The overarching theme of the album focuses on a part of the human condition of searching and seeking. Searching for answers, seeking comfort, approval, or validation from the sources that confirm, deep down, what you really want to believe. Sources that pray on your vulnerability and your potential susceptibility to be convinced and led. (I think I got that right)
I recently spoke to Tylor and he told me that almost half of the album is comprised of songs that were written many years ago. In 2015 the band released their second ep, Carried Away, which blew my mind. Epic song lengths, so many transitions and new parts in each song, mellow, melodic, hard and heavy, it was everything I wanted in a new band. Well, new to me anyway. So when I learned that they were going to work on a full length, it became one of my most anticipated albums, even more than Tool. Yes, I said it! Some of the tunes are from that era, and some even older. Regardless of their actual creation date, they feel fresh and solid.
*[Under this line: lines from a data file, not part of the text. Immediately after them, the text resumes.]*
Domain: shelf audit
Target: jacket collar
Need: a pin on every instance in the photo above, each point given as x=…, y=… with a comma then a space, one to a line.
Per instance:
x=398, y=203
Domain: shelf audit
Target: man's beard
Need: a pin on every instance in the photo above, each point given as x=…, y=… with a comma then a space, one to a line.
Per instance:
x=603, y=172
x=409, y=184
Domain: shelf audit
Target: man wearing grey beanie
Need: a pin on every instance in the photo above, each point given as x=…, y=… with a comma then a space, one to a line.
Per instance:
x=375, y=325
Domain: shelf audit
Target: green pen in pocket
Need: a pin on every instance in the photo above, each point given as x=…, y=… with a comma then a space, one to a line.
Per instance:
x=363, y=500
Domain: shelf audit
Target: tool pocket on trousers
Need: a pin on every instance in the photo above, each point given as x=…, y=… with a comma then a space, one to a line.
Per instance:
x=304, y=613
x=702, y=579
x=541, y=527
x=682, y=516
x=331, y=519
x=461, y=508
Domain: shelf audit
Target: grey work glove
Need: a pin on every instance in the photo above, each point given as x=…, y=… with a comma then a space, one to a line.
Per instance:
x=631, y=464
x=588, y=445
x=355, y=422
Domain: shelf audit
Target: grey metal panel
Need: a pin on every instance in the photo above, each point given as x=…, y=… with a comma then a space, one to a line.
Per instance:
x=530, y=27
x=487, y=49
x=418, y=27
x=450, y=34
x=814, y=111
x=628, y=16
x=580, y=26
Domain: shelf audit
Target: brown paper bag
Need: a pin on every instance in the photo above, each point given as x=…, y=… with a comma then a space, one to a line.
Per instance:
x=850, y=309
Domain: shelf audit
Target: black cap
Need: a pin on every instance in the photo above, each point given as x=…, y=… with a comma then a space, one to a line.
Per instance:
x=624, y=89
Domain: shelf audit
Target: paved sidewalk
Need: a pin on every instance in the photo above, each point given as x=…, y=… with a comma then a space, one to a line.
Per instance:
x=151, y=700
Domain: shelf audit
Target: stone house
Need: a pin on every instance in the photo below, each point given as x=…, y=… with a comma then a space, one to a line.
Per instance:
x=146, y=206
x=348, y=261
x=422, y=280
The album kicks off with “The Righteous and the Rest,” a mellow opening with a spoken word clip from author Sam Harris which begins the theme of the album. The song then kicks into a wicked heavy riff and lead followed by a…. shit, there are so many parts just in the intro it feels like an overture for the album. Seamless changes. This song is a great example of the hard/soft dynamics the Trio does so well. There is enough repetition in the structure to create the comforting feel of the familiar; a concept that seems so prevalent in mass music appreciation. Yet, there is enough change and progression in it so that you avoid any level of boredom from the repetition. Very well balanced.
But wait..there’s more!
From there we flow straight into the driving main riff of “Comatose.” The verses of this tune have some nice tom work underneath some of the most melodic vocals featured on the album. Tylor Dory Trio is not afraid to spend time on the softer, more melodic portions their music. This song, which almost felt like it was a ballad, moves into fast double kick, a near black metal guitar lick with guttural growling. To make such a drastic transition and it not feel too abrupt or out of place is an amazing musical achievement. Not every band who attempts that can make it so smooth.
The first single from the album, “East of Eden” was released in November along with a montage video showing some of the band’s experiences recording in Norway. The bass, drums and guitars for Unsought Salvation were recorded by Christer Cederberg at Cederberg Studios in Kristiansand, Norway, and all sound amazing. Dory’s vocals and the final mastering all combine into a really great sounding album.